Sunday, June 28, 2015

Book Review: Are You My Mother?



Author: Alison Bechdel

Rating☕ ☕ ☕ (3)


Once again I picked a book based on the number of times it ended up on my shelving cart at work.  Though I am someone who enjoys reading both biographies and graphic novels, I rarely read graphic novel memoirs; not that there are many to choose from, and so I decided to give this one a shot. Admittedly, I hadn’t heard of author Alison Bechdel before I picked up this book, so I didn’t have any preconceived notions about her story telling style. And after reading Are You My Mother? I feel like I would have benefited from reading some of her non-autobiographical comics beforehand. 
The art in this book is wonderful. Bechdel manages to put so much detail into each panel without making it look cluttered or messy. I also love how she uses only gray and red for her color pallet, I felt that the red enhances the storytelling and adds an extra dimension to the relationship between the author and her mother, tying the past and the present together.   

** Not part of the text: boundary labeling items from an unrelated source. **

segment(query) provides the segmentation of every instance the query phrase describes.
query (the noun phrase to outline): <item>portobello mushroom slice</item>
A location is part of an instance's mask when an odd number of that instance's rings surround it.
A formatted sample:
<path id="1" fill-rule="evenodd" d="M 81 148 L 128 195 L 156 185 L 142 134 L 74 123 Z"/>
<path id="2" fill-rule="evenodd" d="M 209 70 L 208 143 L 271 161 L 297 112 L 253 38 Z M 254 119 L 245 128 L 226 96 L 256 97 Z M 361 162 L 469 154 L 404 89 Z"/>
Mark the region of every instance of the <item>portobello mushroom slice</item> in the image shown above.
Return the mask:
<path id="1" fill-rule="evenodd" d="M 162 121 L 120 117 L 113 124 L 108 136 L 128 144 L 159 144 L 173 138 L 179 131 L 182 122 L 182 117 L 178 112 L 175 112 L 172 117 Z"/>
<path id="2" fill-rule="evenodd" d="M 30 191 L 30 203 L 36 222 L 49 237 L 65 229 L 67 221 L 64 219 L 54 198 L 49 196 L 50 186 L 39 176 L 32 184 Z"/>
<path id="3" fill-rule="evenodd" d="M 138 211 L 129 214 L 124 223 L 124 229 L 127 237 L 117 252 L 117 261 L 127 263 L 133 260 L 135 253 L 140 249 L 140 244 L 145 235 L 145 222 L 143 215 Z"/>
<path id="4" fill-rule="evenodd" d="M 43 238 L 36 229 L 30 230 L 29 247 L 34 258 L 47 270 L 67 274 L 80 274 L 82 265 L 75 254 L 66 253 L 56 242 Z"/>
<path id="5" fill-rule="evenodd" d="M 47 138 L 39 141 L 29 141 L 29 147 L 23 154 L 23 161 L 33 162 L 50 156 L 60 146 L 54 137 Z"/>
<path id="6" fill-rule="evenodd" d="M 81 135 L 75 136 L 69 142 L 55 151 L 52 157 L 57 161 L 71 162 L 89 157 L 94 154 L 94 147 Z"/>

Bechdel’s graphic memoir is an interesting blend of accounts of her memories and conversations with her mother and the dissection of those interactions with the help of her psychoanalyst over the course of many decades. I feel that in addition to the memoir, I was given a crash course in psychoanalysis, a field of study I have very little knowledge of outside of the basic Freudian theories I learned in Psych 100, which I took over 10 years ago. At the core though, is the complex relationship Bechdel has with her mother. The author often tries to explain the hows and whys of her complex feelings through the words of others, most prominently Virginia Woolf and psychoanalyst Donald Winnicott. 

Aside from the heady background material, I had a hard time relating to Bechdel and her need to pick apart every conversation, every dream, every action, etc.  I grew up in a very average family and I have a wonderfully uncomplicated relationship with my own Mom, so I had a hard time understanding the relationship between Bechdel and her mother. It seems that Bechdel was also puzzled about their relationship, which is probably why she decided to chronicle the journey to define what her mother is to her. By the end of the book, I felt like I learned more about Winnicott and the Mother-Daughter relationship than about her mother.

It took me a little longer to get through this compared to other graphic novels. Most of this was because of the citations from the many books on psychiatry and psychoanalysis. There were times when I had to stop and reread a passage because I wasn’t sure what I had just read. For some, I even looked up the original source material in order to gain some further insight. Overall I enjoyed reading it and gaining insight to Bechdel’s journey to find out what her mother means to her.